Solve for $u^{\ast}(p)$ s.t. $f(u^{\ast}(p),p)=0$. So by definition:

\begin{align*}
f(u^{\ast}(p),p) & =0\\
\frac{d}{dp} & f(u^{\ast}(p),p)=0\\
\frac{\partial f}{\partial u} & \frac{du^{\ast}}{dp}+\frac{\partial f}{\partial p}=0\\
Ax & =b
\end{align*}
 where $b=-\frac{\partial f}{\partial p}$, $A=\frac{\partial f}{\partial u}$

so then $\frac{du^{\ast}}{dp}=-\frac{\partial f}{\partial u}^{-1}\vert_{u^{\ast}}\frac{\partial f}{\partial p}$

$A(p)x=b$

$\frac{dx}{dp}$

Let $S(p)$ be the solution to solving an optimization problem with
parameters $p$. What is $\frac{dS}{dp}$? 

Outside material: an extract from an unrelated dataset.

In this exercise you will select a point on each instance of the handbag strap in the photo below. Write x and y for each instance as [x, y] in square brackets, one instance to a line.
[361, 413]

\section{What is Forward-Mode Automatic Differentiation?}

So forward mode automatic differentiation is a scheme for computing
derivatives via dual number arithmatic. (Some formulations of forward
mode AD do not use dual numbers, though this is equivalent to forms
via computational graphs).

Definition: a dual number is a number $d=x+y\epsilon$ (where $\epsilon$
is a dimensional signifier, $(x,y)$, $x$ is known as the primal
and $y$ is the partial) which satisfies the algebra defined by:

\begin{align*}
f(d) & =f(x)+yf'(x)\epsilon\\
\epsilon^{2} & =0
\end{align*}

Think of $x$ as ``carrying forward the original value'', and $y$
as ``the derivative of the program w.r.t. $x$''. 

Let's check:

$f(x+1\epsilon)=f(x)+f'(x)\epsilon$

\begin{align*}
(x+y\epsilon)+(v+w\epsilon) & =(x+v)+(y+w)\epsilon\\
(x+y\epsilon)(v+w\epsilon) & =xv+(yv+wx)\epsilon
\end{align*}

$g(f(d))=g(f(x)+yf'(x)\epsilon)=g(f(x))+g'(f(x))f'(x)y\epsilon$

$\Vert d\Vert=\Vert x\Vert$

$\Vert d\Vert=\Vert x\Vert+\Vert y\Vert$

\subsection{What does automatic differentiation do to complex codes, like a solver
for an ordinary differential equation?}

Let's figure out why the freaky magic works by using Euler's method:

$u'=f(u)$

We solve this via the iteration:

\begin{align*}
u_{n+1} & =u_{n}+hf(u_{n})\\
\end{align*}

Now let $u_{n}=x_{n}+y_{n}\epsilon$. Plug it in:

\begin{align*}
x_{n+1}+y_{n+1}\epsilon & =x_{n}+y_{n}\epsilon+hf(x_{n}+y_{n}\epsilon,)\\
x_{n+1}+y_{n+1}\epsilon & =x_{n}+y_{n}\epsilon+h(f(x_{n})+y_{n}f'(x_{n})\epsilon)
\end{align*}
 now I split by taking the terms with and without epsilon:

\begin{align*}
x_{n+1} & =x_{n}+hf(x_{n})\\
y_{n+1} & =y_{n}+hy_{n}f'(x_{n})
\end{align*}
 now let $h\rightarrow0$, then this is Euler's method for solving
what ODE?

\begin{align*}
x' & =f(x)\\
y' & =f'(x)y
\end{align*}
 Let's change notation: $x=u$, $y=s$ then...

\begin{align*}
u' & =f(u)\\
s' & =\frac{\partial f}{\partial u}s
\end{align*}

\end{document}